Currently, I teach classes and am a vocal and movement coach for shows at Temple University and Arcadia University. I maintain a studio for private students online and in person in the suburbs of Philadelphia, PA, and I teach workshops regionally, nationally, and internationally. I believe in these methods because I have seen them help people, and I use them to help myself and foster growth in my teaching. The work has made me more process-oriented. It’s made me more creative. I am less interested in getting something right, and more curious about how something is being done, the choices available to me, and the influence of habit, and of cause and effect. I love solving problems, learning with my students, and discovering how to help them function at their best. The work provides tools to help them understand their challenges, coordinate differently, and experience increasing skill and possibility. I feel lucky to be able to help people do what they love, move towards a pain-free life, and express themselves more fully, authentically, and joyously.

Like most performers, my career started because I felt an indefinable something that needed to be expressed.
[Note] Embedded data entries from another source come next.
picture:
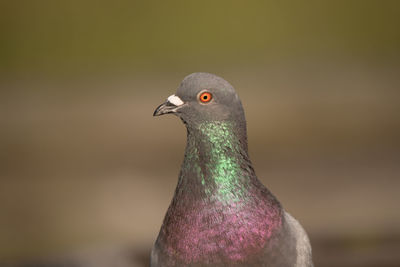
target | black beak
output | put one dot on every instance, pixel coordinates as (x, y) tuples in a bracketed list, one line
[(165, 108)]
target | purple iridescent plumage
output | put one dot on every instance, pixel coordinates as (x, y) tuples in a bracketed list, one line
[(221, 214)]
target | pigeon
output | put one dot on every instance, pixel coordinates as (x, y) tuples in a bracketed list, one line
[(221, 214)]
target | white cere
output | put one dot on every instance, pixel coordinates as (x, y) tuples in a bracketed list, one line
[(173, 99)]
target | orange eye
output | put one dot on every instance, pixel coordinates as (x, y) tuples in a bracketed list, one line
[(205, 97)]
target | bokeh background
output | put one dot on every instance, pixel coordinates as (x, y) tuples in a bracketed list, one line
[(83, 164)]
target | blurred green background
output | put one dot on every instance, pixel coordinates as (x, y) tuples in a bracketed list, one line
[(83, 163)]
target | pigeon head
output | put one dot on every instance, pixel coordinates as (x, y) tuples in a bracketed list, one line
[(203, 97)]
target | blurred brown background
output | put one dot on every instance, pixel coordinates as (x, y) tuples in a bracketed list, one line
[(84, 164)]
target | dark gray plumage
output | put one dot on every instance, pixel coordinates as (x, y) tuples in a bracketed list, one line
[(221, 214)]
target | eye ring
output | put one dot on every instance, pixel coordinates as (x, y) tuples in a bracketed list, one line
[(205, 97)]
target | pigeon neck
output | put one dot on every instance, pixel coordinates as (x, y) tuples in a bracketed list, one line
[(216, 160)]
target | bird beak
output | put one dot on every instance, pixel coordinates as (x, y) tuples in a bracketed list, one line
[(172, 104)]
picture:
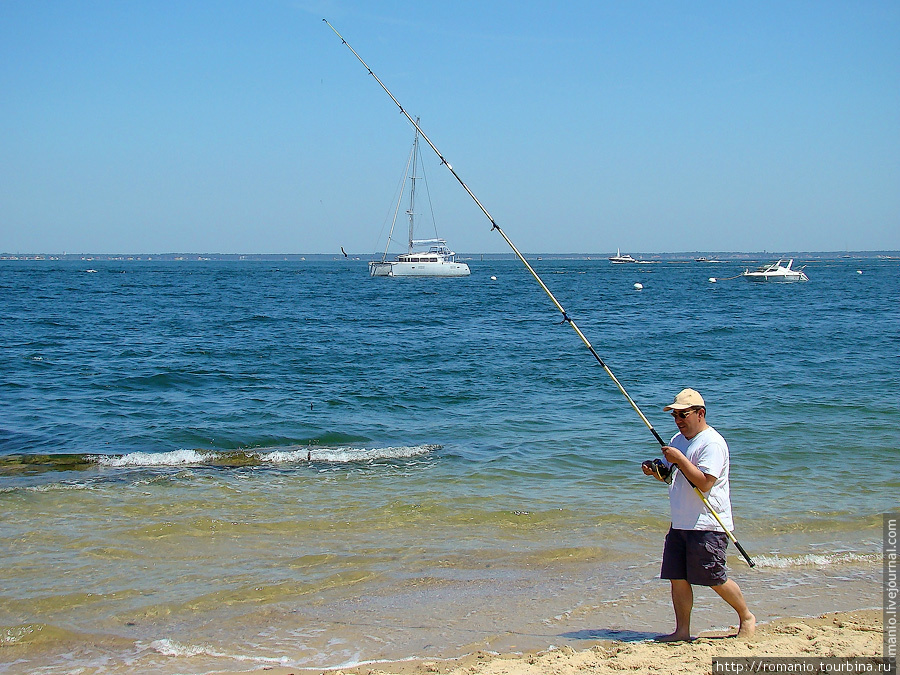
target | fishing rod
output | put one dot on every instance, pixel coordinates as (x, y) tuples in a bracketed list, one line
[(566, 318)]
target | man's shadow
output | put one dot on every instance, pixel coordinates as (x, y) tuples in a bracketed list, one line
[(610, 634)]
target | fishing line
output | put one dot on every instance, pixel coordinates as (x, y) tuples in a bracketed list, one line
[(566, 318)]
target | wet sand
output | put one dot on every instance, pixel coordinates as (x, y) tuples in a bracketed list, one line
[(839, 634)]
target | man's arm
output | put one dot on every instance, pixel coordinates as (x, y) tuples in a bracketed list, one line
[(704, 481)]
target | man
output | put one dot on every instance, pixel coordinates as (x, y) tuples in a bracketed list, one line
[(694, 552)]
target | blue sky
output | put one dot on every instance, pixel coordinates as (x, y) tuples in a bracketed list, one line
[(247, 127)]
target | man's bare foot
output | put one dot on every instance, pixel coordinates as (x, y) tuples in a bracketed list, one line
[(673, 637), (747, 628)]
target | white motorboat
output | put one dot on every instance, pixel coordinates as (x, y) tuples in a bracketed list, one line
[(619, 258), (780, 270), (433, 257)]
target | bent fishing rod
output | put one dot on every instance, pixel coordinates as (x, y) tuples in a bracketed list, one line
[(566, 318)]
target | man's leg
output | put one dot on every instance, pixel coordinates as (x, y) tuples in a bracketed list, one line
[(683, 602), (730, 592)]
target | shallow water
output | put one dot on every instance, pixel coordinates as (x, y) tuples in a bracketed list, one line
[(210, 465)]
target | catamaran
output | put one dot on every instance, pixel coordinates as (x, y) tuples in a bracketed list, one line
[(776, 271), (619, 258), (424, 257)]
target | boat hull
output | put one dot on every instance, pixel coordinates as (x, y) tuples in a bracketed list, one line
[(418, 269), (775, 278)]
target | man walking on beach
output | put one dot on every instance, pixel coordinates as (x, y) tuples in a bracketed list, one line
[(695, 545)]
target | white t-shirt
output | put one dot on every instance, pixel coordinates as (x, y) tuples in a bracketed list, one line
[(708, 451)]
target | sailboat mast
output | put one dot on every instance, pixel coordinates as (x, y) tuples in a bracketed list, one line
[(412, 190)]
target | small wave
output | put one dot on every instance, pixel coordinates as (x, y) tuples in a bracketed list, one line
[(292, 455), (776, 561), (168, 647), (174, 458)]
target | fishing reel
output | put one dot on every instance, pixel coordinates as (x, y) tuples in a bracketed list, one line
[(660, 470)]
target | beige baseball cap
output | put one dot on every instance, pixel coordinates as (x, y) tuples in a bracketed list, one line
[(687, 398)]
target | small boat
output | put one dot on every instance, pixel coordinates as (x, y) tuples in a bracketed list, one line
[(776, 271), (619, 258), (434, 258)]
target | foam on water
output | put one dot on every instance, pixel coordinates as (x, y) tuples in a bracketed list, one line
[(174, 458), (815, 559), (293, 455), (168, 647)]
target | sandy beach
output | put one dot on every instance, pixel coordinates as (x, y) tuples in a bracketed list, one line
[(839, 634)]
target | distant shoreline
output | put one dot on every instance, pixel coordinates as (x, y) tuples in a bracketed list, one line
[(685, 256)]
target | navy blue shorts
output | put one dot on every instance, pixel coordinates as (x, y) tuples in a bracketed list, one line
[(695, 555)]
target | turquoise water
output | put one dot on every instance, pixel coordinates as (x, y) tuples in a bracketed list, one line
[(209, 465)]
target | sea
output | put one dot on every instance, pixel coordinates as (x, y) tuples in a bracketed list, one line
[(213, 466)]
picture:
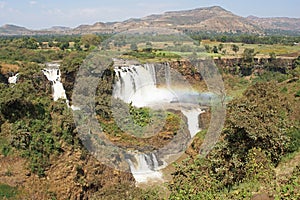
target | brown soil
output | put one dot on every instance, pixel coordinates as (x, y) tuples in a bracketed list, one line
[(72, 175)]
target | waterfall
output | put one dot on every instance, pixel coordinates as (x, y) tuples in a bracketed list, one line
[(168, 75), (53, 75), (137, 84), (192, 120), (13, 79), (52, 72), (145, 168)]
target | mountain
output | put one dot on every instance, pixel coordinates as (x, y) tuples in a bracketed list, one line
[(214, 19), (277, 23), (201, 19), (9, 29), (58, 29)]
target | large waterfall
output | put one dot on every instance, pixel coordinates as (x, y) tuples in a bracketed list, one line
[(142, 86), (137, 84)]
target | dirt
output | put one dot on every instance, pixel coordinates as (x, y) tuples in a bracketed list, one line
[(73, 175)]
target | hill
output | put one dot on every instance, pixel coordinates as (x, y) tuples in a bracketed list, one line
[(212, 19)]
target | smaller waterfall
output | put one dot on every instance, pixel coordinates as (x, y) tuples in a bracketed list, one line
[(52, 73), (13, 79), (192, 120), (137, 84), (145, 168), (168, 75)]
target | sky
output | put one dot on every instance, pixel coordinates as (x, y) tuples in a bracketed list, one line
[(39, 14)]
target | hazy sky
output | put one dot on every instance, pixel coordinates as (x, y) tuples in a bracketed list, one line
[(38, 14)]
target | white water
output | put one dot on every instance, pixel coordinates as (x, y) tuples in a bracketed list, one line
[(145, 168), (53, 75), (13, 79), (137, 84), (192, 120)]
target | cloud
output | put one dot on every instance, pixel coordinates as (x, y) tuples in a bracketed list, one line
[(32, 2), (87, 12)]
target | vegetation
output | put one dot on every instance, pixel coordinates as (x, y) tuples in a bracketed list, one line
[(261, 132)]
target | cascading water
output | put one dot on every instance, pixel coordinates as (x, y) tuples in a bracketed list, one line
[(138, 84), (145, 168)]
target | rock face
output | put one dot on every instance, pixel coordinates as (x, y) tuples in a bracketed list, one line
[(73, 175), (214, 19)]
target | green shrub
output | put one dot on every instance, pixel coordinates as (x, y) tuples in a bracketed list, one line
[(7, 192)]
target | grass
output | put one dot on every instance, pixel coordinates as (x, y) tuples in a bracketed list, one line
[(262, 49), (7, 192)]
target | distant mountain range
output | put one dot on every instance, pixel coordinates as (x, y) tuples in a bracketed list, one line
[(214, 19)]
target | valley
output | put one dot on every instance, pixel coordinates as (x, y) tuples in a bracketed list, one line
[(196, 104)]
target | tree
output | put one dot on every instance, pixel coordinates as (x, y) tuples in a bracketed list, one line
[(221, 46), (215, 49), (133, 47), (90, 39), (64, 45), (235, 48), (207, 48)]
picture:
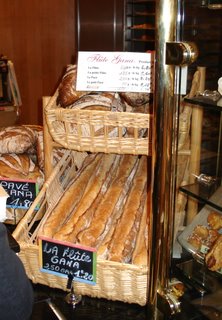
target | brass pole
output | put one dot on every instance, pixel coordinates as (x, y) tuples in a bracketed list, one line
[(164, 154)]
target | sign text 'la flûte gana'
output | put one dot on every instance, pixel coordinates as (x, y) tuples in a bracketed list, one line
[(115, 71), (65, 259), (21, 193)]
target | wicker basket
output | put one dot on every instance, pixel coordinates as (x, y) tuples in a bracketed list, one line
[(77, 129), (115, 281)]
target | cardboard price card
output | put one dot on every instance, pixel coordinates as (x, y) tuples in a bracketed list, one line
[(21, 193), (66, 259), (115, 71)]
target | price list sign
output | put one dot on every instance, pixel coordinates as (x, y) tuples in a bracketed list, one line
[(66, 259), (115, 71)]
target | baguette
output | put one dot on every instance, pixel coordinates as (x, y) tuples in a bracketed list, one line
[(132, 236), (94, 186), (140, 253), (71, 197), (85, 219), (103, 216), (126, 223)]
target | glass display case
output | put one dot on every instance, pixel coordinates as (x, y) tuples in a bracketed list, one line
[(187, 156)]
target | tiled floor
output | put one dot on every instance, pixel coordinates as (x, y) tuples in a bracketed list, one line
[(50, 304)]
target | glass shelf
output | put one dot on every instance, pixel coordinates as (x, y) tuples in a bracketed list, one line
[(205, 194), (206, 102)]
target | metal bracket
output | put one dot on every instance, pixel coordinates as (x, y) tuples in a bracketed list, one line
[(181, 53)]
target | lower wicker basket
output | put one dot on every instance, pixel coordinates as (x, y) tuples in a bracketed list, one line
[(115, 281)]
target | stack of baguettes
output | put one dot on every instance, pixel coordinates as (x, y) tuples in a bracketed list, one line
[(105, 207)]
In teaching, I found my message: Whatever you are capable of today, it is not the end of your story – you can learn to help yourself to a better tomorrow.
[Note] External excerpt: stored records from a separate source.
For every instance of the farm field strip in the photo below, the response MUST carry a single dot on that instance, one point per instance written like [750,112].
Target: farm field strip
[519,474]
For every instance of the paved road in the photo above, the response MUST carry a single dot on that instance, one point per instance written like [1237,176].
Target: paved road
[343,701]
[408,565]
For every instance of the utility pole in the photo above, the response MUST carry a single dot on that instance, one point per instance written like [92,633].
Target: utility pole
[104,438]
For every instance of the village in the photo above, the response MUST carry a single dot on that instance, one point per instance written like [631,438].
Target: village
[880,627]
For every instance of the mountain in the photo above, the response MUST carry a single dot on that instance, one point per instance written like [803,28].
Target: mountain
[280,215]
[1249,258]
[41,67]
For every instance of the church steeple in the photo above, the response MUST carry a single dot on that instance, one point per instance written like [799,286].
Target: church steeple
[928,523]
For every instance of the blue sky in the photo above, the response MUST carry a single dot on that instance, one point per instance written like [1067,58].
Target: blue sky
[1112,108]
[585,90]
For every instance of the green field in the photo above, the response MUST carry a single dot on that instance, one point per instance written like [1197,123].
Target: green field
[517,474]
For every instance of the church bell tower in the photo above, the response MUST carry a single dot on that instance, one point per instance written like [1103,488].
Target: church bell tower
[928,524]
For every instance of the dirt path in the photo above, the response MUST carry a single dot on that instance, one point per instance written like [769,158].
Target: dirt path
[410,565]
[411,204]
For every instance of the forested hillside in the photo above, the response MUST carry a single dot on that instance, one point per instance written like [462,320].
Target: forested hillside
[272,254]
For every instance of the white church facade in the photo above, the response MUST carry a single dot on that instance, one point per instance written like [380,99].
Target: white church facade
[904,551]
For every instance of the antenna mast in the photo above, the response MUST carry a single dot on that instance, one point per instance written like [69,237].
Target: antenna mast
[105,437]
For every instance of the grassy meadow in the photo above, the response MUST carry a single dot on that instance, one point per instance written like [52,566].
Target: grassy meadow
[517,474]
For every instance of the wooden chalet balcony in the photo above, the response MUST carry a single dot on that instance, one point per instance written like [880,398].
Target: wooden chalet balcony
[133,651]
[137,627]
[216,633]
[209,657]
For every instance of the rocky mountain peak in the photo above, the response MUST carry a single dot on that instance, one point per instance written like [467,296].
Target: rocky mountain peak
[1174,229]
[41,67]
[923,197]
  • M.F.A. in Acting, The University of Virginia
  • B.A. in Theater and English, Smith College
  • The Baldwin School, Bryn Mawr, PA
  • Certified Voice and Body Trainer, Lessac Institute for Voice and Body Training
  • Guild Certified Feldenkrais® Practitioner, Feldenkrais Guild of North America®
  • Teacher Certification, The American Society of the Alexander Technique (Am SAT)
  • Post-Graduate Certification, The Carrington Way of Working
  • Estill Voice Master Trainer®, Estill Voice International®

Additional Training

  • Classical Singing
  • Numerous Theatrical Voice and Speech Techniques including Cecily Berry, Roy Hart, Edith Skinner, Catherine Fitzmaurice, Kristen Linklater, and more…
  • Dalcroze Eurythmics
  • Sensory Integration Theory
  • Graduate-level Speech Pathology (two years), The University of Virginia

Professional Affiliations

  • Member, The Voice and Speech Trainer’s Association (VASTA)
  • Member, The Association of Theater Movement Educators (ATME)
  • Teaching Member, American Society for the Alexander Technique (Am SAT)
  • Teaching Member, Alexander Technique International (ATI)
  • Teaching Member, Feldenkrais Guild® of North America
  • Teaching Member, The Lessac Institute
  • Estill Master Trainer status, Estill Voice International®

Selected Residencies and Workshops

The University of Florida, Longwood College, Swarthmore College, Graceland College, Beaver College, University of Southern Mississippi, Temple University Ophthalmology Department, Temple University Nursing School, Temple University Boyer School of Music, Westminster College of the Arts (formerly Westminster Choir College), The Virginia School of Massage, PA School of Massage, Philadelphia International Music Festival, Widner University, The Voice Foundation Care of the Professional Voice Symposium, Alexander Technique Training Center of Virginia, The Alexander Technique Training Center, Galway, Ireland, Alexander Technique World Congress, Freedom to Act Conference, The Lessac Institute Conference, The University of Virginia, Philadelphia Biblical University, TV Guide Magazine, Alexander Technique International Annual General Meeting, Central Dauphin School District, Wilmington Music School, The Alexander Technique Training Center of Virginia, Villanova University

Philosophy of Teaching

We all have untapped vocal, physical, and creative potential. I teach people to develop their potential by cultivating curiosity about how their body, voice, and mind coordinate. I teach how to work with yourself with less judgment and more curiosity, compassion, choice, and joyful discovery - how to listen and put yourself in other people’s shoes - how to express thoughts and feelings so you are confident that others will care, understand, and empathize - and most importantly, I teach people how to teach themselves. These empowering skills improve the quality of our personal and professional lives, generate hope for a better tomorrow, and facilitate all of us working together as a community. That's important.